Business or Hobby


Writing: Business or Hobby?

One of the most misunderstood and misinterpreted rules on filing taxes and writing is the “hobby rule” concerning profit. Some people will claim that you must make a profit three out of five years in order for your writing to be considered a business and your writing expenses deductible, but that is not necessarily the case. And thank goodness. If you consider that the average time from beginning writing to sell a fiction novel is eight years and it often takes three to five novels before an author is in the black, then that’s over a decade of expenses that you have the capability of deducting, as long as you meet certain criteria.

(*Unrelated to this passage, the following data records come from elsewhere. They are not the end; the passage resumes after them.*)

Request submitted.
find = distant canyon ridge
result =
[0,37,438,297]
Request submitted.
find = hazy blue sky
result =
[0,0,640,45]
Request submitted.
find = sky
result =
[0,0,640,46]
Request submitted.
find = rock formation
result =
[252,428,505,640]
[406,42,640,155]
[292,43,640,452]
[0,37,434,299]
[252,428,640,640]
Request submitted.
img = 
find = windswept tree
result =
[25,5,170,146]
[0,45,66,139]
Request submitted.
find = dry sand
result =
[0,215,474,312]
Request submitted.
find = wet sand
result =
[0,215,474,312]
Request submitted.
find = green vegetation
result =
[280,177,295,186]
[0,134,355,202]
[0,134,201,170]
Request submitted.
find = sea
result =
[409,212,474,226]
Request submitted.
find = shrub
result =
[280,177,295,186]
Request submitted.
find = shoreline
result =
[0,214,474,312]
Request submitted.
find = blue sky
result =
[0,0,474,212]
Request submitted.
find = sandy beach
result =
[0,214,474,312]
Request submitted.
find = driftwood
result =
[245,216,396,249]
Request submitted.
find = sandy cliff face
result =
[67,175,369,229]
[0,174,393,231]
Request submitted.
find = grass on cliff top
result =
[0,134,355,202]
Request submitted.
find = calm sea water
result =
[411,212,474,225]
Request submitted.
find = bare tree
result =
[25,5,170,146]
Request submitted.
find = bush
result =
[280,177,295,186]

The way the IRS regulations actually read is that there is an automatic “assumption” of profit motive if you make a profit three out of five years, but not making a profit three out of five years does not automatically mean you don’t have a profit motive. It only means that if audited, you need to prove that your motive is to make a profit from your writing.

So how do you prove a profit motive? Simple – write and keep really good records. Keep all your rejection letters and lists of your submissions. If you’re a new fiction writer and not yet at the submission stage, then track how many pages you write a day and how many hours you dedicate in total to writing rough drafts, studying craft and learning the business. It is hard to deny a profit motive if a reasonable amount of effort and time are spent pursuing publication.

Conduct yourself as a business. Join professional organizations. Attend conferences. Join writer’s forums and exchange information with other writers. Establish critique partners and exchange work for review. Purchase writing technique books and study them in depth.

Keep meticulous business records. Maintain a spreadsheet, either computerized or manual of all your writing expenses. Include the date, description of the expense and amount for every expense noted. Divide your spreadsheet into column that matches the lines on a Schedule C to make tax preparation easy. Keep a mileage log of all business mileage. Deductible mileage includes things such as trips to the store to purchase writing supplies, mileage to attend conferences and meetings with critique partners and writer’s groups.